Mayzent® (Siponimod) Tablets Approved by the FDA for Adults with Relapsing Forms of MS, Including Active SPMS
In a news release dated March 26, 2019, the United States Food and Drug Administration (FDA) announced the approval of Mayzent® (siponimod) oral tablets to treat adults with relapsing forms of multiple sclerosis (MS). The approval includes individuals with clinically isolated syndrome, relapsing-remitting MS (RRMS), and active secondary-progressive MS (SPMS). Mayzent is the only disease-modifying therapy (DMT) to be approved in recent years for active secondary-progressive MS.
According to Novartis, the makers of Mayzent, the medication is expected to be available in the United States in approximately one week (early April). Patients will not require a first-dose observation (FDO) to monitor for cardiac events upon initiation, unless they have certain pre-existing cardiac conditions.
According to MSAA’s Chief Medical Consultant Dr. Jack Burks, “The FDA approval of Mayzent for wide-ranging forms of MS – including active SPMS, RRMS, and CIS – is very good news for members of the MS community. The lack of first-dose cardiac events and the fact that it will soon be available both add to the good news. MSAA, the medical community, and those affected by MS, are greatly pleased to hear of this exciting new approval.”
The FDA’s press release explains that most people with MS start with a relapsing-remitting course of symptom flare-ups and remissions, possibly with some degree of residual disability. Over time, some patients experience an increase in disability that is independent of relapses, and this is referred to as “secondary-progressive MS.” Initially, people with this form of MS may still experience relapses, which is referred to as “active” secondary-progressive MS – the form that Mayzent is approved to treat. Without treatment, many of those with this form of MS eventually experience continued progression of disability without relapses, and this is referred to as “non-active” secondary-progressive MS. Mayzent is not approved for this latter form of the disease.
According to MSAA’s MS Research Update 2018, siponimod is a drug with a mechanism of action similar to Gilenya® (fingolimod). Like Gilenya, it works at the S1P receptor family to block the movement of lymph cells from lymph nodes; however, siponimod appears to interact with fewer of the receptors than Gilenya does – with its primary actions at the S1P1 and the S1P5 receptors. Siponimod has a relatively short half-life compared to Gilenya, which means that the drug does not stay in the body as long. Researchers hope that these small differences will minimize cardiac issues.
The approval was based on the results of the EXPAND trial, a Phase III, multi-national study of siponimod involving more than 1,600 people with secondary-progressive MS. Results of the study were published in The Lancet in March 2018. The participants were randomized in a 2:1 ratio to receive siponimod or placebo. The trial was scheduled to run for three years or until a pre-specified number of confirmed disability progression events (CDP) occurred. The primary endpoint was time to three-month CDP.
The study found that, relative to placebo, siponimod reduced the risk of three-month CDP by 21 percent, cut the risk of six-month CDP by 26 percent, slowed the rate of brain volume loss by 23 percent, and reduced the annual relapse rate by 55 percent. No significant difference was found between siponimod and placebo in terms of two walking tests studied in the trial. Novartis notes that the EXPAND trial also showed significant favorable outcomes in other relevant measures of MS disease activity, including cognition, reduced disease activity as shown on MRI, and reduced brain-volume loss (brain shrinkage).
Eighteen percent of patients in the siponimod group and 15 percent of those receiving placebo experienced serious adverse events. A decrease in white blood cells, heart rate, and rhythm abnormalities, as well as hypertension, swelling of the macula of the eye, varicella zoster reactivation, and convulsions occurred more often in patients receiving siponimod than in those in the placebo group. The rate of infections, cancer, and death did not differ between the groups, and adjusting the initial dose of siponimod mitigated cardiac effects seen in early treatment with the medication.
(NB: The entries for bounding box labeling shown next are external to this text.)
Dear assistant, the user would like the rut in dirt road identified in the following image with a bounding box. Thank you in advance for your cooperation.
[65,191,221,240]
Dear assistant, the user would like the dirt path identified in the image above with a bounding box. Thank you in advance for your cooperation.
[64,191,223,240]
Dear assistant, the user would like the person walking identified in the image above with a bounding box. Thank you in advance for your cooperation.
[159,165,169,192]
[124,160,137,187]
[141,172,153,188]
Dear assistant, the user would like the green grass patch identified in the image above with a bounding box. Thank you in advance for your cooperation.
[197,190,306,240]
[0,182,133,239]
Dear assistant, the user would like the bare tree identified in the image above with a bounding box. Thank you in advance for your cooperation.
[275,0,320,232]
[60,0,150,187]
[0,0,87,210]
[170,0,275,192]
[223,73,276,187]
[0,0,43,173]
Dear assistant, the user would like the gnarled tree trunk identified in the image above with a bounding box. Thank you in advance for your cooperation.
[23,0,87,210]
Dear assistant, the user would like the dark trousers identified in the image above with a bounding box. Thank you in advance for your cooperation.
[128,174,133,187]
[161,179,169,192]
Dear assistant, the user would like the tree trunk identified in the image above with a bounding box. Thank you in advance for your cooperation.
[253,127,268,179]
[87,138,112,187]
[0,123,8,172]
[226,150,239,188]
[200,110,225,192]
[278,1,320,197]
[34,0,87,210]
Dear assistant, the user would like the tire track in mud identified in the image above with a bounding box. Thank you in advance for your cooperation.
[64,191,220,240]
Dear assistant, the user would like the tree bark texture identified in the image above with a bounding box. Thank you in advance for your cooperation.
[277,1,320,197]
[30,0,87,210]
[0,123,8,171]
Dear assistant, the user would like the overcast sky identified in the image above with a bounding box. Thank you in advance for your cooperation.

According to the FDA, Mayzent must be dispensed with a patient Medication Guide, providing important information about how the medication is used as well as potential risks. Patients taking Mayzent need to be monitored for changes in vision caused by macular edema, transient decreases in heart rate, decline in lung function, and changes in liver enzymes, which also need to be checked prior to starting the drug. Blood pressure should be monitored during treatment, and women who could become pregnant should use contraception during and for 10 days after stopping treatment to avoid potential risk of fetal harm. Healthcare professionals will need to monitor for other risks as well. Headache, high blood pressure, and changes in liver function tests were the most common adverse reactions reported by individuals taking Mayzent.
For general information or to speak with a trained Client Services Specialist, please call MSAA’s Helpline at (800) 532-7667, extension 154. Questions to MSAA’s Client Services department may also be emailed to MSquestions@mymsaa.org.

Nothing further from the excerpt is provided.